Imbued with the Native spirit of creativity and generosity, a new line of ducks-in-flight-inspired wool blankets designed by Native artists will be landing in the Duck Store this month.
The Home Flight blankets are the product of a partnership between the University of Oregon Alumni Association, the Duck Store and the Many Nations Longhouse.
According to UOAA Executive Director Raphe Beck, the association was looking for a way to invigorate the Native Duck Nation alumni community when the Many Nations Longhouse approached him last year about the project.
“They were looking for a partner, and when they shared their vision for the blankets with me I thought it would be so popular, not only with our Native community but with alumni in general,” Beck said. “I jumped at the chance to have the UOAA act as a partner.”
All proceeds from sales of the blankets will go to Native UO student and alumni programs, said Jason Younker, newly elected chief of the Coquille Indian Tribe and assistant vice president and adviser to the president for sovereignty and government-to-government relations.

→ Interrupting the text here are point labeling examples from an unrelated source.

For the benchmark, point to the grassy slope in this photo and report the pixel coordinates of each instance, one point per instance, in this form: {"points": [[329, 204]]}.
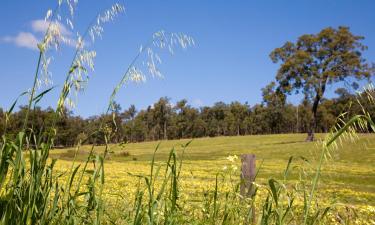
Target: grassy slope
{"points": [[349, 174]]}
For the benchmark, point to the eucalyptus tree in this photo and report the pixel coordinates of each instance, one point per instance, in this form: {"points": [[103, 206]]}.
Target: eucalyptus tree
{"points": [[317, 60]]}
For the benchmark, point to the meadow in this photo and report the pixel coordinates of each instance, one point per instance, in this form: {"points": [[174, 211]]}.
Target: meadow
{"points": [[348, 174]]}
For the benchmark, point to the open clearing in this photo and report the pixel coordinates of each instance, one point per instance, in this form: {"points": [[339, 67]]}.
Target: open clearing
{"points": [[348, 175]]}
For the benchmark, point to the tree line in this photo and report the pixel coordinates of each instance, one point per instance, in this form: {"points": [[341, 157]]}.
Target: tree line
{"points": [[307, 66], [164, 120]]}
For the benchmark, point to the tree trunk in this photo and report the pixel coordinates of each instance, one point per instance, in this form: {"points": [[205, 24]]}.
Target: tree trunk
{"points": [[310, 134], [319, 94], [165, 130]]}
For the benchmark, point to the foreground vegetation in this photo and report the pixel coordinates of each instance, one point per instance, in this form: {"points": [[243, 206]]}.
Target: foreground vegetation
{"points": [[348, 177], [177, 182]]}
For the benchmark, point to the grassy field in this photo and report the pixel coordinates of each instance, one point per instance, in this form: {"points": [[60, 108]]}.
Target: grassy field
{"points": [[348, 175]]}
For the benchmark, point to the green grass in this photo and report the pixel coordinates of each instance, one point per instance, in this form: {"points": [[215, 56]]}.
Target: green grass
{"points": [[348, 175]]}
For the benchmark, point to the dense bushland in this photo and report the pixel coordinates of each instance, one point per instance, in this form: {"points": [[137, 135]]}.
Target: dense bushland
{"points": [[163, 120]]}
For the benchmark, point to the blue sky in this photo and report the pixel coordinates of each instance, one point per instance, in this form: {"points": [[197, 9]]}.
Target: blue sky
{"points": [[229, 62]]}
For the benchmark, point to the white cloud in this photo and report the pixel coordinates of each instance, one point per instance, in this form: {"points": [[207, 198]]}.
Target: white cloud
{"points": [[23, 39], [41, 26], [197, 103], [30, 41]]}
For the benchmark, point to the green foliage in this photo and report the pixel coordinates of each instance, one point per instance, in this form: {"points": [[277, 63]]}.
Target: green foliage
{"points": [[317, 60]]}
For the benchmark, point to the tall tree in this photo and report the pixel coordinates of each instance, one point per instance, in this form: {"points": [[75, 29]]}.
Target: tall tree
{"points": [[318, 60]]}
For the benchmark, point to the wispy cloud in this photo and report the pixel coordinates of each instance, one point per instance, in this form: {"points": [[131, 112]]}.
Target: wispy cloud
{"points": [[30, 40], [23, 39], [197, 103], [41, 26]]}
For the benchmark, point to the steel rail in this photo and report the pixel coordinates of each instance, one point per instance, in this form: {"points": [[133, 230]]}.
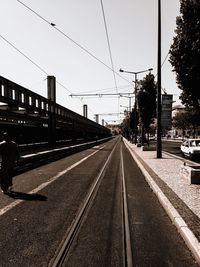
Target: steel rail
{"points": [[126, 229], [75, 227]]}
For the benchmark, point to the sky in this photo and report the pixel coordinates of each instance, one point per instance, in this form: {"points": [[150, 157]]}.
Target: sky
{"points": [[89, 39]]}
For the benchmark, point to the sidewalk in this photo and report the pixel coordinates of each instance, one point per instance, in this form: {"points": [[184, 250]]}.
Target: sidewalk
{"points": [[180, 200]]}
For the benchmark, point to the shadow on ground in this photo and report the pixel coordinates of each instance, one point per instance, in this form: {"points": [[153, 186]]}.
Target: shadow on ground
{"points": [[25, 196]]}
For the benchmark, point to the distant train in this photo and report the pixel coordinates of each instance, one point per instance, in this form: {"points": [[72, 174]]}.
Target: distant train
{"points": [[31, 118]]}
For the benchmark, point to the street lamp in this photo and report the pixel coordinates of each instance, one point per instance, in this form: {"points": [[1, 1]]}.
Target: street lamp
{"points": [[135, 106], [159, 127]]}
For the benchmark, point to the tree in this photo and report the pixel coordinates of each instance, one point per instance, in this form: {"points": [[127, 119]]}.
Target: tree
{"points": [[147, 101], [185, 52], [188, 120]]}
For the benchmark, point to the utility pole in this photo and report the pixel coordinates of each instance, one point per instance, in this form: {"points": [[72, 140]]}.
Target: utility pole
{"points": [[159, 128], [51, 93]]}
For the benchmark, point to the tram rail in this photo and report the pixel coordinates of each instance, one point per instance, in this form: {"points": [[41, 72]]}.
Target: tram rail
{"points": [[64, 249]]}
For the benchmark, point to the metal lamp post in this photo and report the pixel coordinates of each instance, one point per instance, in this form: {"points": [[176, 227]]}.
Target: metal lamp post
{"points": [[159, 128], [135, 106]]}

“If you’ve been gone away for four years or five years, or many years, and you return home it’s a great gift opportunity for alumni, but there is also purpose to the purchase,” he said. “Buying a blanket says, ‘I am supporting Native scholarship on campus.’”

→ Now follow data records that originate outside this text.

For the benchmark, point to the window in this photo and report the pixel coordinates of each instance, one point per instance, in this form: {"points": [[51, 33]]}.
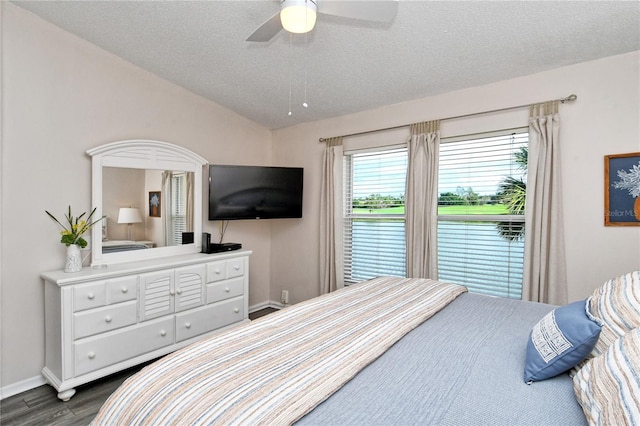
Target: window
{"points": [[481, 187], [374, 232], [178, 207]]}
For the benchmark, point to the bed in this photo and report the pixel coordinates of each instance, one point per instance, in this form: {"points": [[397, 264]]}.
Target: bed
{"points": [[422, 352]]}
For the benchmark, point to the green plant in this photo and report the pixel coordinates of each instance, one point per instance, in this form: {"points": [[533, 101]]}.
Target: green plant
{"points": [[77, 226]]}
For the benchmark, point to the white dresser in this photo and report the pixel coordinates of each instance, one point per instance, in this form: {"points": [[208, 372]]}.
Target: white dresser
{"points": [[100, 321]]}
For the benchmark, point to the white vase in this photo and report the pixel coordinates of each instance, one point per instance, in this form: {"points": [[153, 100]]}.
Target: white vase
{"points": [[74, 260]]}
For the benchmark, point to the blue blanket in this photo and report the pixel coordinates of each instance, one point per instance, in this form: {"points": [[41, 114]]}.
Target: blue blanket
{"points": [[464, 366]]}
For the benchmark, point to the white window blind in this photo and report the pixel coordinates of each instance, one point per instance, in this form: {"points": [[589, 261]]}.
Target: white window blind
{"points": [[374, 224], [481, 234], [178, 206]]}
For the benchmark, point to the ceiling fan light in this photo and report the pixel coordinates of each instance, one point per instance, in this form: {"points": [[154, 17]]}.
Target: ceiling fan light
{"points": [[298, 16]]}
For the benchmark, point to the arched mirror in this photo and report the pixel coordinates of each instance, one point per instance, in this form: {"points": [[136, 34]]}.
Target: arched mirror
{"points": [[151, 195]]}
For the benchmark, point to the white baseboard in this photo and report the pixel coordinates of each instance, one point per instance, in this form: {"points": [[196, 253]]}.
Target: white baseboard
{"points": [[22, 386], [34, 382], [264, 305]]}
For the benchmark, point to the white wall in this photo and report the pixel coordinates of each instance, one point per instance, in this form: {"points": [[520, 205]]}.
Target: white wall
{"points": [[60, 97], [604, 120]]}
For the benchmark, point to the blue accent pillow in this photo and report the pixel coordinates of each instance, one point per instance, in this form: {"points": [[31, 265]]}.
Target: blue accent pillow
{"points": [[560, 341]]}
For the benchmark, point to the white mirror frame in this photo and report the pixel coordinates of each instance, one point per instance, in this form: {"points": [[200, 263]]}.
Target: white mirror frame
{"points": [[144, 154]]}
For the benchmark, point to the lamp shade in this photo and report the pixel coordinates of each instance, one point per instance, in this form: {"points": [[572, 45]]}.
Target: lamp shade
{"points": [[298, 16], [129, 215]]}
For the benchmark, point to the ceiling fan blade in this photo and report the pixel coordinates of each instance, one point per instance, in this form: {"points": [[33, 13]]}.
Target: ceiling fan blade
{"points": [[369, 10], [267, 30]]}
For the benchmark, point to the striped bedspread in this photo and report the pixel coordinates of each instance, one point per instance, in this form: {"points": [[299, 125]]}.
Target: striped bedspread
{"points": [[278, 367]]}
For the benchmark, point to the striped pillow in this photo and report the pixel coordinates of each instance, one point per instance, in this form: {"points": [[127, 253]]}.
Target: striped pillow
{"points": [[616, 303], [607, 387]]}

Younker enlisted his brother, Shirod Younker, an award-winning Native artist, and his niece Kale’a Calica-Younker, an art major in her senior year at the UO, to design the blankets. Together, the father-daughter artist team came up with the Home Flight blankets, which feature traditional Coquille geometric basketry patterns that mimic nature.
“Because the blankets will be available at a time when alumni are reconnecting with one another and with campus after a long hiatus due to the pandemic, the name ‘Home Flight’ for us represents reconnecting the Duck community on campus,” Beck said.
Capturing the movement of ducks flying in a vee pattern in relief, the design is accompanied by softly muted green and yellow strips.
“Artists have their own way of thinking, and luckily Shirod and Kale’a’s line of thinking was exactly what I wanted to see out of this,” Younker said. “The emotions that you put into it whenever you’re creating something you do so when you’re clear of mind and you are of good, positive spirit.”
And that creative spirit then goes into every blanket, he said.
“Then when you give those blankets away or you sell those blankets, that positive spirit carries on to the individual that has it,” he said. “That’s the traditional part of the different things that we do. We are constantly giving things away, and that’s the generous nature of Native Americans.”
Eighth Generation, a Seattle-based, Native-owned company that employs Native artists to provide the inspiration behind the products it sells, has produced a limited number of the UO Home Flight blankets at a cost of $250.
The blankets are now available for purchase online at UODuckStore.com and at Duck Store locations.
Editor's note: As of Jan. 25, Home Flight blankets are sold out at the Duck Store.